"Of course it would!" Ozma rewarded Tik Tok with a bright smile, and jumping up, the little Fairy hurried across the garden and into the palace with the others just a few steps behind her. But when they reached the small sitting room where the magic picture was hung, of course it was not there, and now in real distress and consternation they all sat down to discuss the mysterious forces working against them.
"I thought Ruggedo was the only enemy I had left," sighed Ozma, leaning wearily back in her satin tufted arm chair. "I thought when we turned the Gnome King to a jug, all our troubles would be over."
"Who-ev-er stole the jug knows that Rug-ge-do was once the pow-er-ful me-tal mon-arch who tried a-gain and a-gain to con-quer Oz," rasped Tik Tok in his slow and precise fashion.

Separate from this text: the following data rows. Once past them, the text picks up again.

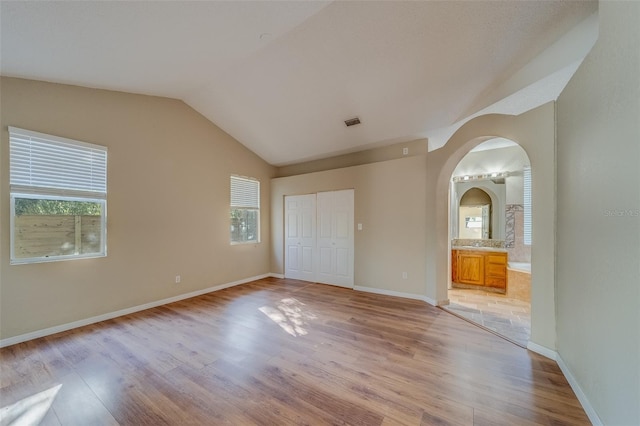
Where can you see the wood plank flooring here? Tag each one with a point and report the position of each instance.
(280, 352)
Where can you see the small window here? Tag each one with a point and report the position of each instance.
(58, 198)
(245, 210)
(527, 206)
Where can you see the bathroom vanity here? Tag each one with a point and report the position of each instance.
(480, 268)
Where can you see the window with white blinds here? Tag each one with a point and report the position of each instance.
(56, 165)
(58, 197)
(527, 206)
(245, 210)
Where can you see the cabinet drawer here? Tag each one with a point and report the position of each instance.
(493, 270)
(498, 259)
(496, 282)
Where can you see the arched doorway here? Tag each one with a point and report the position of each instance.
(535, 133)
(487, 221)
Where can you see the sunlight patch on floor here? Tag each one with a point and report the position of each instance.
(30, 410)
(290, 315)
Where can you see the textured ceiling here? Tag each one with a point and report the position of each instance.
(281, 77)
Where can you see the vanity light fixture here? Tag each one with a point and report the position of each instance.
(485, 176)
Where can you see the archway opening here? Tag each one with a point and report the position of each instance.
(490, 280)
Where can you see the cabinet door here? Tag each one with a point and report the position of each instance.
(454, 266)
(470, 268)
(496, 270)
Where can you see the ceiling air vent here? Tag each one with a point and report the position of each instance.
(352, 121)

"Right!" agreed the Wizard, striding up and down with his hands clasped behind his back. "And whoever stole that jug and the magic picture plans to disenchant the Gnome King and learn from him the best way to destroy us. But that will be pretty difficult," asserted the little Wizard, thrusting out his chin. "That transformation was one of the best you ever made, my dear Ozma, one of the best. It will take a pretty smart wizard to turn that jug back to Rug again."
"Whoever stole the jug and Ozma's magic picture WAS pretty smart," Betsy Bobbin reminded him seriously. "And without the picture how're we going to find out who it is? Can't you do something, Wiz dear, or do we just have to sit around and wait to be conquered?"
"I shall go to my laboratory at once," decided the Wizard importantly, "and there by some magic means I'll try to discover who is at the bottom of all this wretched plotting and thievery. Lock up the magic treasures in your safe, Ozma, especially the Gnome King's magic belt, and have them guarded day and night." Briskly the little Wizard rushed out of the room, returning in a moment to repeat gloomily, "DAY and NIGHT!"
"And I'll go and drill the army," declared the Scarecrow, stepping recklessly out an open French window and falling flat, but undaunted, in a flower bed below.
"And I'd better call Tige and the Cowardly Lion," said Dorothy, who had always found the lion a splendid fighter in spite of his cowardice, and the Hungry Tiger, ready at the drop of a handkerchief to protect his royal patrons with tooth and claw. "They can sit right here beside the safe and I'd just like to see anyone get by them!"
"Maybe it will be someone they cannot see," shivered Betsy, peering out into the darkening garden.